Notes on Boris' Backbench Blunder
The Tories backbench revolt means a whole lot more than a threat to the Prime Minister's leadership.
Of all the effects of this week’s backbench rebellion of 98 Conservative MPs, one is the most profound.
No, it isn’t the crystallisation of the sense that Boris Johnson’s time may soon be up. Let’s wait and see how today’s by-election turns out.
And no, it isn’t the fierce re-emergence of “proper Conservatism” from across the political spectrum of the Tory party. Although you know when Theresa May and the Spartans are in the same division lobby, something is surely up.
Instead, the revolt was symbolic of a concrete movement of authority for decision-making out of the hands of Boris Johnson and back to Parliament.
Going forward, parliament will be central to the deciding of further lockdown restrictions, where a wide range of views can once again be aired, instead of a government using the weakness of its opposition to do whatever it wants without challenge.
And, if like me you are fearful of executive overreach and the avoidance of proper political scrutiny, that is actually quite comforting.
For there is a problem here no one seems to want to talk about. Labour is quick to try to call out the government’s anti-democratic tendencies, but Labour’s broken-record accusations of “Tory sleaze” fall on deaf ears, and are trivialising something important.
The updating of civil servants with legislative instructions that haven’t been given parliamentary consent is unambiguously undemocratic. So too is the announcement of new restrictions, budget details, policy prescriptions, etc, to the media or a press conference before they have first been delivered to parliament.

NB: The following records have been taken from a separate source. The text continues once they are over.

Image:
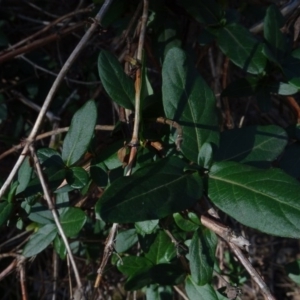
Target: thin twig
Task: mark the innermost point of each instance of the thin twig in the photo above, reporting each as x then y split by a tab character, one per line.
55	74
49	133
108	250
55	215
34	106
29	38
39	43
55	274
138	84
235	248
21	267
53	90
253	273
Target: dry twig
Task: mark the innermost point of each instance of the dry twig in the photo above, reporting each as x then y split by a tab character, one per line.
53	90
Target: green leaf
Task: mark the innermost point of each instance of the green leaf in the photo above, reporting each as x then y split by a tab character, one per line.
167	37
204	292
40	240
205	12
293	270
243	49
125	240
72	221
162	250
24	175
168	274
152	192
50	158
62	202
242	87
291	68
80	133
130	265
190	223
54	180
158	292
202	256
146	227
77	177
138	270
267	200
273	22
5	211
252	144
189	101
41	214
117	84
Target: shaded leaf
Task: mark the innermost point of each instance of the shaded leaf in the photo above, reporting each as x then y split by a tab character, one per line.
293	270
125	240
199	292
202	256
41	214
162	249
5	211
290	161
205	12
146	227
190	223
252	144
40	240
72	221
243	49
80	133
267	200
117	84
189	101
152	192
77	177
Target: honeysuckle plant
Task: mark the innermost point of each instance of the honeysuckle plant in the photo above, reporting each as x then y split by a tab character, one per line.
184	166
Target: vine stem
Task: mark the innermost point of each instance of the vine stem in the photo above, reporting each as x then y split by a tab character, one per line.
53	90
108	250
234	243
50	133
138	85
55	215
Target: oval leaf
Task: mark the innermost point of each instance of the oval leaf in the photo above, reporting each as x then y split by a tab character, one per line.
267	200
162	249
117	84
153	192
189	101
252	144
72	221
199	292
40	240
80	133
125	240
242	48
77	177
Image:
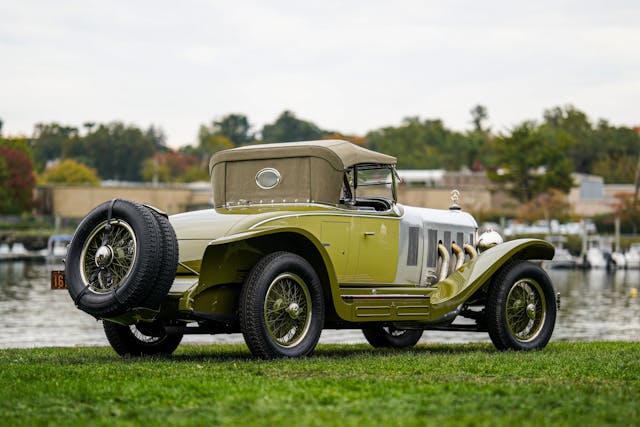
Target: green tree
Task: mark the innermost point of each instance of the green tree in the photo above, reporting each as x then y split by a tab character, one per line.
288	128
549	205
70	171
531	161
118	151
422	144
17	178
235	127
170	166
583	149
479	114
52	141
617	159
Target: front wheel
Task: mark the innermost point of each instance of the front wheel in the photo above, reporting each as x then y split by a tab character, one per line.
521	308
281	307
141	339
379	336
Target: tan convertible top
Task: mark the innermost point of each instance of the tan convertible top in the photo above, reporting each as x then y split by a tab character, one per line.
295	172
340	154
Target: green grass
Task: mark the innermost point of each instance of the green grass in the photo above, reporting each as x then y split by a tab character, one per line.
566	384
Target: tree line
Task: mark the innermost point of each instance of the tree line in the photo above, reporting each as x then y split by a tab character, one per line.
530	159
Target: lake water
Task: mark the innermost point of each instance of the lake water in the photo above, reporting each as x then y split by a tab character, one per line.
596	305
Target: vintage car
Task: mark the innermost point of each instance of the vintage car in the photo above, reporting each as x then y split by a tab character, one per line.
304	236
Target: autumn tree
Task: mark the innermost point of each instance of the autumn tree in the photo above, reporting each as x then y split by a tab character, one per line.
69	171
17	178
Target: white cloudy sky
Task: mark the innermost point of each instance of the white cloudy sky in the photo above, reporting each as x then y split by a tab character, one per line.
350	66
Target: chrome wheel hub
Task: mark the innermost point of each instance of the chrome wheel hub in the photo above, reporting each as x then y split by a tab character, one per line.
525	310
287	310
293	310
104	256
108	256
531	311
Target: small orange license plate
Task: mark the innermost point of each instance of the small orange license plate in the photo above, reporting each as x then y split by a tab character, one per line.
57	280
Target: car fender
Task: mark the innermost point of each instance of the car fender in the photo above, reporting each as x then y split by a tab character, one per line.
464	282
228	258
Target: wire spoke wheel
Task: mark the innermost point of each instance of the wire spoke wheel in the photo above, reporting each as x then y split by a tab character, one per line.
281	307
521	307
108	256
525	310
286	310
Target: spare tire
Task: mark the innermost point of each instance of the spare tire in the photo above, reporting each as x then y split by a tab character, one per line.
120	257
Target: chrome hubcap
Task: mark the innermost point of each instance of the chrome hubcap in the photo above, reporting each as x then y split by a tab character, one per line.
108	256
525	310
104	256
531	311
293	310
287	310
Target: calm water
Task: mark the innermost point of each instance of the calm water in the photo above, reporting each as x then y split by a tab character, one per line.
596	305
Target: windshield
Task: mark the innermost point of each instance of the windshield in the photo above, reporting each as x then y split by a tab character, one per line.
371	181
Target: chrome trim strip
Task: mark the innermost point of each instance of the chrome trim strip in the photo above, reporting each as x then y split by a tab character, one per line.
350	215
182	285
385	296
186	267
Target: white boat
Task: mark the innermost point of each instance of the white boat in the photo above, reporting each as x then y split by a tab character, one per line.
562	259
632	257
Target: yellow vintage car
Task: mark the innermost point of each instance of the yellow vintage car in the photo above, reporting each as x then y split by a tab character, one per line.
303	237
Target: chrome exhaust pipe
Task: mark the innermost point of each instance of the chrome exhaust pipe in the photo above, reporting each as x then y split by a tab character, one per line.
444	265
459	253
471	251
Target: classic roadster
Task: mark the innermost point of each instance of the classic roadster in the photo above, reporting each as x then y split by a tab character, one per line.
304	236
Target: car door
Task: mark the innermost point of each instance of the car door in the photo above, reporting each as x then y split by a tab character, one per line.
376	238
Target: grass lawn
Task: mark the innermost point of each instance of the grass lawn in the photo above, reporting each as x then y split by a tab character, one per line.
343	385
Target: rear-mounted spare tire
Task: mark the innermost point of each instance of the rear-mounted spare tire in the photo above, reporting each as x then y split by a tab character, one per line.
123	255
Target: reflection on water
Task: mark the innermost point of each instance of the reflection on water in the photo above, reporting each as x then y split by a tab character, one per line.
596	305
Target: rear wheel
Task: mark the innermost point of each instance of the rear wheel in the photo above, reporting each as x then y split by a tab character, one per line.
281	307
389	336
141	339
521	308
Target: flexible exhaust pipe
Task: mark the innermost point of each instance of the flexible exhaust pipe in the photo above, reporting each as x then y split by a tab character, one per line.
444	265
459	253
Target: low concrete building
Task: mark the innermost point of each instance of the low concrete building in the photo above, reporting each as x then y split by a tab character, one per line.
75	201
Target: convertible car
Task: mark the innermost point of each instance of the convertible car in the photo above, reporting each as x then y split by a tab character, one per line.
303	237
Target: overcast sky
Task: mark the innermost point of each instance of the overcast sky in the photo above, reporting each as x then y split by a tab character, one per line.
350	66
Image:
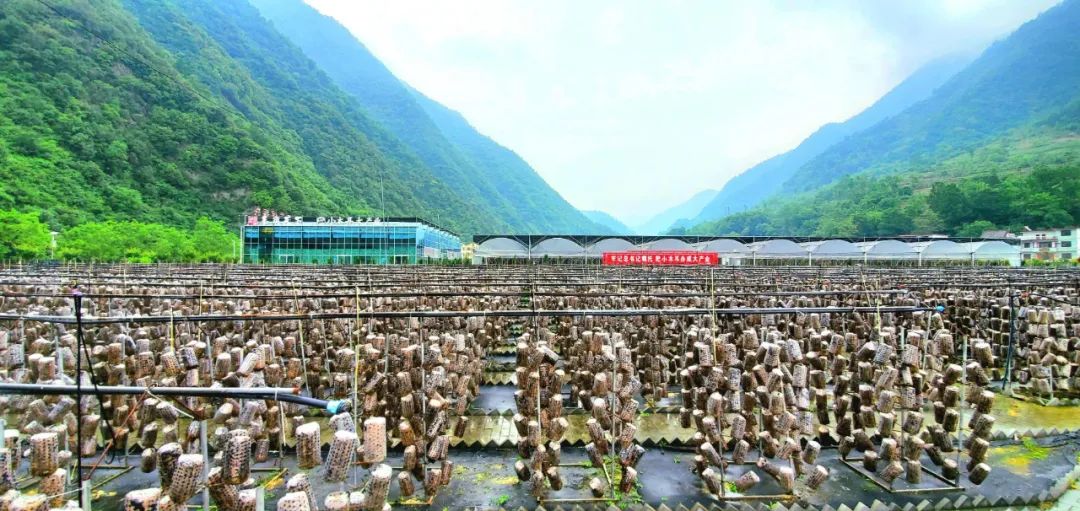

Enemies of the government seem to use Speaker’s rage at the latter point as yet another stick to score a cheap political point, but Sir Lindsay Hoyle’s position is far from partisan. You can’t have a parliamentary democracy without a respected parliament.
Brexit has shifted how many conceive of Parliament’s proper relationship to the executive, and some go so far as to see it as an obstacle to executive ambition.
But make no mistake, the pandemic makes clear the necessity of a strong parliament, empowered by a strong, impartial speaker, to hold the government and its excesses to account when Her Majesty’s Opposition is either not willing to or not capable of.